Keyboard shortcuts

Press or to navigate between chapters

Press S or / to search in the book

Press ? to show this help

Press Esc to hide this help

Incidents

CSM groups related findings into Incident objects so operators see one escalating story per account, mailbox, or process instead of a stream of unrelated findings. Original findings are not mutated or suppressed – the Incident is layered on top.

Lifecycle

StatusMeaning
openActive. New findings for the same correlation key keep merging in.
containedOperator marked under control. Findings still merge in window.
resolvedClosed. Future findings start a new incident.
dismissedFalse positive. Future findings start a new incident.

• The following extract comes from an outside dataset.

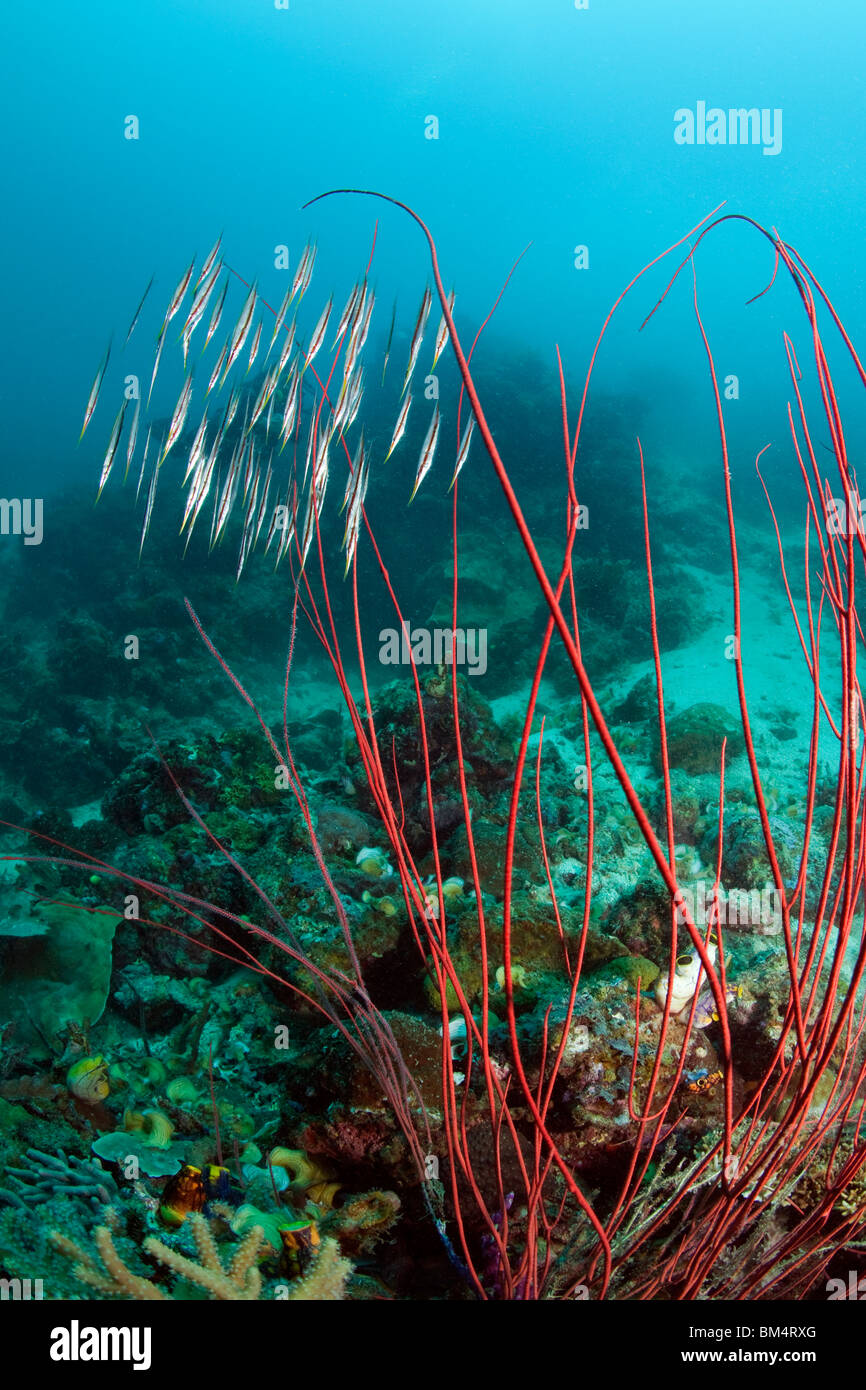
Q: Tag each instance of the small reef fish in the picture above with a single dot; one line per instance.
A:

Resolved and dismissed incidents are pruned 30 days after their last update. Open and contained incidents are never auto-pruned by the retention loop, but they may be auto-resolved by the per-kind idle threshold described under “Auto-close” below.

Auto-close

To stop the open-incident backlog from growing without bound on busy hosts, the daemon scans Open / Contained incidents shortly after startup and then once an hour, auto-resolving any whose updated_at exceeds the per-kind idle threshold. A live sweep closes at most 1000 stale incidents at a time; if more stale incidents remain, follow-up sweeps run every 30 seconds until the backlog drains. Dry-run sweeps still scan the full set so the counters show every would-close decision. Auto-resolved incidents carry closed_by: "auto:stale" and an incident_auto_closed action in their timeline so reporting can distinguish them from operator closes.

Defaults (configurable in csm.yaml):

incidents:
  auto_close:
    enabled: true            # set false to disable
    dry_run: false           # set true to log decisions without writing back
    by_kind:
      mailbox_takeover: 24h
      credential_spray: 24h
      web_attack: 24h
      web_account_compromise: 168h

Kinds absent from by_kind are never auto-closed. The default map omits host_integrity_risk, host_takeover, and post_exploit_process because those host-level incidents should stay open until an operator reviews them. host_takeover is the compound escalation raised when any two of three host-takeover legs (a new uid-0 account, a planted suid binary, an outbound connection to a bad ASN) are correlated for the same host inside the merge window.

If a fresh finding for the same correlation key arrives after the auto-close, the merge-window stale-binding logic creates a new open incident – nothing about auto-close blocks re-detection. History is preserved on the closed record.

Tuning on high-volume hosts. Each by_kind threshold is the idle time before a kind auto-resolves; they are independent and operator-set. A host under sustained brute-force keeps a large open set mostly from the longer-lived kinds (web_account_compromise defaults to 168h). If the open-incident count is higher than you want to triage, shorten the relevant by_kind entry (e.g. web_account_compromise: 72h) rather than disabling auto-close. The closed records are retained 30 days regardless, measured from when the incident resolves, so shortening the threshold also moves the eventual prune point earlier relative to the last finding. Auto-close still keeps a resolved record for follow-up instead of deleting history at close time.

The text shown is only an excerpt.